In [1]:
#%pip install catboost


In [2]:
import pandas as pd
import numpy as np
import xgboost
from sklearn.ensemble import RandomForestRegressor
from catboost import CatBoostRegressor
from sklearn.model_selection import KFold
from sklearn.metrics import (
    mean_squared_error,
    mean_absolute_error,
    r2_score,
    mean_absolute_percentage_error,
    mean_squared_log_error
)
import time
import warnings

In [3]:
REMOVE_VALUES_FROM = ['specialhealthexpenses','specialfixes','specialrehabilitation','specialadditionalinjury']
DROP_COLUMNS = ['driverage','vehicleage','accidentdate','claimdate','policereportfiled','witnesspresent','dominantinjury','vehicletype','weatherconditions','gender','numberofpassengers', 'accidentdescription', 'injurydescription']
CATEGORY_COLUMNS = ['accidenttype','exceptionalcircumstances', 'minorpsychologicalinjury', 'whiplash',]

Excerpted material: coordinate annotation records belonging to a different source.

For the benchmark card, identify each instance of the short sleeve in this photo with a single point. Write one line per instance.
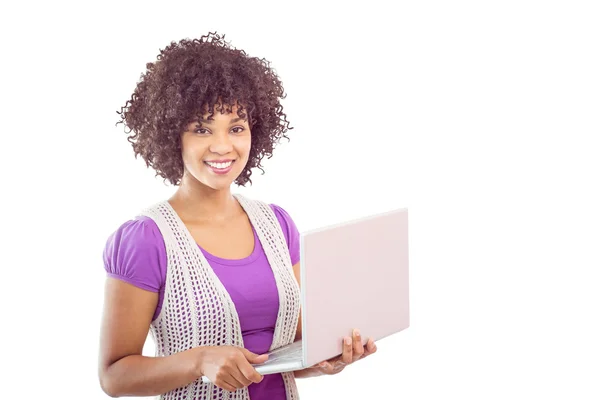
(135, 253)
(290, 231)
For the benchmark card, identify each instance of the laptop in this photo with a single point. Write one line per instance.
(353, 275)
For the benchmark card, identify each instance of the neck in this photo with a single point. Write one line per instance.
(194, 201)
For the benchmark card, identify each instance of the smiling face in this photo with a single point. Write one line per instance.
(215, 151)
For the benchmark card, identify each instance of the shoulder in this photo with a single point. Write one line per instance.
(135, 253)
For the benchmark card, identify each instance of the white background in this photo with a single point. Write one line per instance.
(481, 117)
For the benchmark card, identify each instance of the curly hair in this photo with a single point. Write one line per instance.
(188, 79)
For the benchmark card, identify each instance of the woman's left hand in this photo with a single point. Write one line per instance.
(353, 350)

def apply_tariff_bands(df):
    # create bins for injury prognosis based on the whiplash tariff scale
    for idx, row in df.iterrows():
        if df.at[idx, 'injuryprognosis'] <= 3:
            df.at[idx, 'injuryprognosis'] = 0
        elif 4 <= df.at[idx, 'injuryprognosis'] <= 6:
            df.at[idx, 'injuryprognosis'] = 1
        elif 7 <= df.at[idx, 'injuryprognosis'] <= 9:
            df.at[idx, 'injuryprognosis'] = 2
        elif 10 <= df.at[idx, 'injuryprognosis'] <= 12:
            df.at[idx, 'injuryprognosis'] = 3
        elif 13<= df.at[idx, 'injuryprognosis'] <= 15:
            df.at[idx, 'injuryprognosis'] = 4
        elif 16 <= df.at[idx, 'injuryprognosis'] <= 18:
            df.at[idx, 'injuryprognosis'] = 5
        elif 19 <= df.at[idx, 'injuryprognosis'] <= 24:
            df.at[idx, 'injuryprognosis'] = 6
        
        # if we return an injuryprognosis value of 7 
        # this must be flagged as prediction warning
        elif 25 <= df.at[idx, 'injuryprognosis']:
            df.at[idx, 'injuryprognosis'] = 7

    df['injuryprognosis'] = df['injuryprognosis'].astype('category')
    return df

#############

def drop_outlier_values(df):
    
    # remove rows with values in these columns - we must flag up prediction warning
    # when there are values in these columns exceeding a certain threshold (based on model MAPE score?)
    for idx, row in df.iterrows():
        for col in REMOVE_VALUES_FROM:
            if df.at[idx, col] != 0:
                df.drop(idx, inplace=True)
                break
    return df


def convert_columns_to_category(df):
    for col in CATEGORY_COLUMNS:
        if col in df.columns:
            df[col] = df[col].astype('category')
    return df

def drop_unwanted_columns(df):
    for col in DROP_COLUMNS:
        if col in df.columns:
            df.drop(columns=col, inplace=True)  
    return df


def log_convert_targets(df):
    # run this on the target column before predictions, to reduce skewness
    df[0] = np.log1p(df[0])
    return df

def inverse_log_convert_targets(df):
    # run this on the target column after predictions, to return to original scale
    df[0] = np.expm1(df[0])
    return df


df = pd.read_csv('clean_df.csv') # column names are using
df = drop_unwanted_columns(df)
df = drop_outlier_values(df)
df = apply_tariff_bands(df)
#df = convert_columns_to_category(df)

df.head()

Unnamed: 0,settlementvalue,injuryprognosis,whiplash,minorpsychologicalinjury,exceptionalcircumstances,generalfixed,generaluplift,generalrest,specialhealthexpenses,specialtherapy,...,specialearningsloss,specialusageloss,specialreduction,specialoverage,specialassetdamage,specialfixes,specialloanervehicle,specialtripcosts,specialjourneyexpenses,accidenttype
0,520,1,1,1,0,520,0,0,0,0,...,0,0,0,0,0,0,0,0,0,Rear end
1,870,0,1,1,0,260,0,520,0,0,...,0,90,0,0,0,0,0,0,0,Rear end
2,2140,2,1,0,0,840,0,1400,0,0,...,0,0,0,0,0,0,0,0,0,Other side pulled out of side road
3,520,1,1,1,0,520,0,0,0,0,...,0,0,0,0,0,0,0,0,0,Rear end - Clt pushed into next vehicle
4,260,0,0,1,0,260,0,0,0,0,...,0,0,0,0,0,0,0,0,0,Rear end


In [4]:
# Suppress specific warnings if needed (e.g., future warnings from libraries)
warnings.simplefilter(action='ignore', category=FutureWarning)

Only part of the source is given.